同僚からも評判が悪い

さらに、時短取得社員は、仕事を共にする上司や同僚の評判も、よくありません。

「取引先で問題が起きたなど、肝心な時に帰っちゃうから、アテにならない」(広告代理店男性社員)
「責任ある仕事を任せられないから、データの集計や情報収集などわりとどうでもいい仕事をやって貰うしかないが、そうすると、また、『もっと面白い仕事をさせろ』と文句を言う」(飲料メーカー男性管理職)
「時短社員が早く帰ってしまうから、彼女がやるはずの校了作業を私が代わりにやらされた」(マスコミ女性社員)

などです。

中には、「時短社員の時短を引っぺがす」ようにと、経営から圧をかけられる管理職もいるようです。

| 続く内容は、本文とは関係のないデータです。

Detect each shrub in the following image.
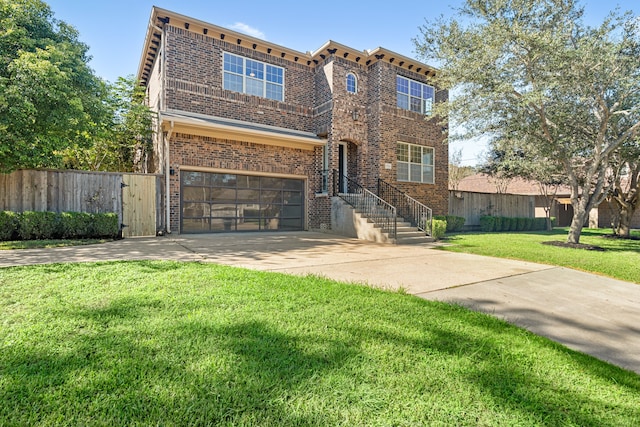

「ウチでは時短勤務は子どもが小学校に上がるまで取れる規則ですが、立て続けに子どもを産む人は、通算10年くらい時短社員のままです。こんな状況が続いたら、他の部員に負担が掛かり過ぎるので、最近、我々管理職の間には、彼女らに時短取得を辞めさせるように誘導しろとのお達しです」(サービス業管理職)

「時短の母」の働きぶり

こんな風に、時短社員は散々な言われようですが、ワーキングマザーを数十人取材してきた私の知る限り、夕方4時には、「残務なんて知らん」とばかりにサッと帰って、あとは放置なんて人は見たことがありません。

だいたいに、時短社員は、効率よく働く術を身に付けた人が多い印象です。

仕事時間のお尻が決まっているから、日中は火のついたように働きます。それでも、終わらないから、仕事を家に持ち帰るのはもはや常識です。

それで、子どもを保育園からピックアップし、夕飯を作って食べさせ、お風呂に入れて、遊んでやり、寝かしつけた9時ごろになって、一息つく暇もなく、パソコンの電源をオンし、再び、残務を片づけるのです。

これでは、仕事をする場がオフィスから自宅に変わっただけ。

なのに、時短した分だけ給料は引かれ、査定も下げられ、当然、出世ルートからは外され、なおかつ扱いは「半人前」。

しかも、自宅で仕事をするものだから、これを面白く思わないご主人からは、「お前、それでも時短かよ」なんて文句を言われてしまいます……。

そんな嘆きが止まらない「時短の母」を、私はたくさん知っています(もちろん、中には、「時短」の権利を乱用し、仕事の責任を果たさないワーキングマザーも少数ながらもいるには違いないだろうが)。

だったら、時短をやめれば? そう思う人もいるでしょう。

だが、妻、夫、双方の両親が遠方にいる場合、誰が子どもの保育園のお迎えをするのでしょうか?

延長保育を利用すれば? という声もあるでしょう。

でも、0歳児や1歳児の乳飲み子を、1日10時間以上保育園に置いておくのは不憫では? と、考えるのがむしろ普通なのではないでしょうか。